Applications following this protocol use iOS and Android apps' capability to share a 128-bit Temporary Contact Number (TCN) with nearby apps using Bluetooth Low Energy (BLE).

Sharing TCNs using BLE should work:
- cross-platform between iOS and Android apps.
- cross-app.
- without asking the user to access their location.
- power-efficiently, with the least amount of BLE traffic.
- between apps while they both are in the background with the devices' screen locked.

With the above requirements, we encountered the following BLE platform limitations:
- iOS 13.4 (and older) does not support the discoverability between third-party iOS apps in the suspended or background-running state, and with the devices' screens locked. Note: If the user unlocks the screen or launches an app (e.g., Settings.app), which does active Bluetooth scanning, then yes.
- iOS 13.4 (and older) does not support the broadcasting of small advertisement data of third-party apps, while Android supports up to 31 bytes.

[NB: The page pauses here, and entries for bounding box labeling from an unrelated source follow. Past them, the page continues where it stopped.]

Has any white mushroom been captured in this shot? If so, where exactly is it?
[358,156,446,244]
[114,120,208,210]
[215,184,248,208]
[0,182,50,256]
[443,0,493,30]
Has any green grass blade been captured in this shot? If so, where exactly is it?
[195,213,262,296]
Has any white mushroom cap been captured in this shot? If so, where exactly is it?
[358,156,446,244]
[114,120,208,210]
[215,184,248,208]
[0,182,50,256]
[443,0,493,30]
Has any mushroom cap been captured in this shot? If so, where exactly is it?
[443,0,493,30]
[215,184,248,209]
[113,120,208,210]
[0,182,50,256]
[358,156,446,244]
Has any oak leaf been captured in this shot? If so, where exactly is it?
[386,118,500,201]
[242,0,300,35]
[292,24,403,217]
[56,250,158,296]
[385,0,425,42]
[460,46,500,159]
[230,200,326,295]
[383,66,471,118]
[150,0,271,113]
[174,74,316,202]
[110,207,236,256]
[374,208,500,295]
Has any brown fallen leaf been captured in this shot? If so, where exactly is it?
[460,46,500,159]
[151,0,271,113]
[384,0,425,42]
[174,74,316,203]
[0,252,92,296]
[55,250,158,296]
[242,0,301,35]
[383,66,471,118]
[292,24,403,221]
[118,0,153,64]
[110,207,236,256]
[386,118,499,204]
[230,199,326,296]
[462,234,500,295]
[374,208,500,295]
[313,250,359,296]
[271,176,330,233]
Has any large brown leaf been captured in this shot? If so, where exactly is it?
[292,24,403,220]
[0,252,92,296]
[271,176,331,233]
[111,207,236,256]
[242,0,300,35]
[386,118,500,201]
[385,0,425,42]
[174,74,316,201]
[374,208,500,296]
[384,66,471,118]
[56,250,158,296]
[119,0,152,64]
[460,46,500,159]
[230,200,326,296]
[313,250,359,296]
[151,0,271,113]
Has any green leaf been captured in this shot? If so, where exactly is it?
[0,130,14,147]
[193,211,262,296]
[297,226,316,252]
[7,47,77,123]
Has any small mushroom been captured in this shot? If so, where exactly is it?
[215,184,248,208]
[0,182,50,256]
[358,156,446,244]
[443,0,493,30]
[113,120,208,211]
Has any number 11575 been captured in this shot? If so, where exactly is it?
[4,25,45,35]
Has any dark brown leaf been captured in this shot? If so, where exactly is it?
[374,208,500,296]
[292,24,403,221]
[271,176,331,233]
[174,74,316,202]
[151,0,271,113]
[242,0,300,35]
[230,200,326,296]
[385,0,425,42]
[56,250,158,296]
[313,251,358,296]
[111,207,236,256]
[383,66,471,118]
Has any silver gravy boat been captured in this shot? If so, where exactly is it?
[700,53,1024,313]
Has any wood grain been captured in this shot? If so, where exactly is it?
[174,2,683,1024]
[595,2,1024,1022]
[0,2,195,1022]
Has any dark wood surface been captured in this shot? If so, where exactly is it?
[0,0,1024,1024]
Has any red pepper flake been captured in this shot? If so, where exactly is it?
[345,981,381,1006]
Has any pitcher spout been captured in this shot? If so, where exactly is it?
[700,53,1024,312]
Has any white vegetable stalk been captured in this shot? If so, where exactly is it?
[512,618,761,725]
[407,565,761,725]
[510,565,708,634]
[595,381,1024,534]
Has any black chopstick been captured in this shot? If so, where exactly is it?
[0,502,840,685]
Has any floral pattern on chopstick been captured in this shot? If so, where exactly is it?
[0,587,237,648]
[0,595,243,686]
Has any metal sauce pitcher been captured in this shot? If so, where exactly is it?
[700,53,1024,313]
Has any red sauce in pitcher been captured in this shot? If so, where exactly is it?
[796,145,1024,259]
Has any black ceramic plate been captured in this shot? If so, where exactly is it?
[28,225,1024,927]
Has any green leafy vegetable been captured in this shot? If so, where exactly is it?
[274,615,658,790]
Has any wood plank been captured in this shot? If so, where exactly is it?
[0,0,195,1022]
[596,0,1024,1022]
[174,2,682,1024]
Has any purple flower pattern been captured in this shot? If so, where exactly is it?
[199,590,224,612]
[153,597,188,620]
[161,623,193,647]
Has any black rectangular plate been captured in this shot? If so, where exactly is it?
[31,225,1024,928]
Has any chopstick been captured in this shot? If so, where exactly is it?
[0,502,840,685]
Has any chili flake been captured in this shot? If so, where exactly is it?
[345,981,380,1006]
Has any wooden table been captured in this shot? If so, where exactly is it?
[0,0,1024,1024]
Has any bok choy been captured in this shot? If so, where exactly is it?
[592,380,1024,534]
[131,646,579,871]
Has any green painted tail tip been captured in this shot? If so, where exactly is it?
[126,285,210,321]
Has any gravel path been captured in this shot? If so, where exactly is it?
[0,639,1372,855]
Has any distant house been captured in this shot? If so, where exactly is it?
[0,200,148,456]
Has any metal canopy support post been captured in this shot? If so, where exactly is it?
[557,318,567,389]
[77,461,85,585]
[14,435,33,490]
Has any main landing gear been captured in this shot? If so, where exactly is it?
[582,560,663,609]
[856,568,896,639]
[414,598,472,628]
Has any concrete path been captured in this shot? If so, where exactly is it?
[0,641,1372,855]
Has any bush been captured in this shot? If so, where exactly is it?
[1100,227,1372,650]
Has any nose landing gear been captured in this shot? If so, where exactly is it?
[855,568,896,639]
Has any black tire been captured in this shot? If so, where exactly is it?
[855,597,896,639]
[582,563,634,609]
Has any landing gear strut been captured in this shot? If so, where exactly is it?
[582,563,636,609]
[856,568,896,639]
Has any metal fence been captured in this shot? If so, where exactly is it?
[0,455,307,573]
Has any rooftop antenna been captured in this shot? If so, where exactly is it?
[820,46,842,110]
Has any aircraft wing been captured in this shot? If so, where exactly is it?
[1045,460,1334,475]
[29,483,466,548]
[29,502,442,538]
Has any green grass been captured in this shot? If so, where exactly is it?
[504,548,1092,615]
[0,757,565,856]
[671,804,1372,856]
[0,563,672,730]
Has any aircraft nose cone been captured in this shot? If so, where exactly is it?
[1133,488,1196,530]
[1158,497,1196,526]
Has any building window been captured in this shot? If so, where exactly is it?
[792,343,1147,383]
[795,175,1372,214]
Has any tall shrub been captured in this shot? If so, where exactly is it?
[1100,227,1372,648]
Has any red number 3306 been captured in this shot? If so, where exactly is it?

To overcome the above limitations, the protocol uses both broadcast-oriented and connection-oriented BLE modes to share TCNs. The terminology used for BLE devices in these modes are:
- Broadcaster and observer in broadcast-oriented mode.
- Peripheral and central in connection-oriented mode.

In both modes, the protocol uses the `0xC019` 16-bit UUID for the service identifier.

In broadcast-oriented mode, a broadcaster advertises a 16-byte TCN using the service data field (`0x16` GAP) of the advertisement data. The observer reads the TCN from this field.

In connection-oriented mode, the peripheral adds a primary service whose UUID is `0xC019` to the GATT database and advertises it. The service exposes a readable and writeable characteristic whose UUID is `D61F4F27-3D6B-4B04-9E46-C9D2EA617F62` for sharing TCNs. After sharing a TCN, the centrals disconnect from the peripherals.

### How the Temporary Contact Number (TCN) is Found

Android-Android, iOS-Android: 1 observes 2’s broadcast and reads the value from the advertisement data.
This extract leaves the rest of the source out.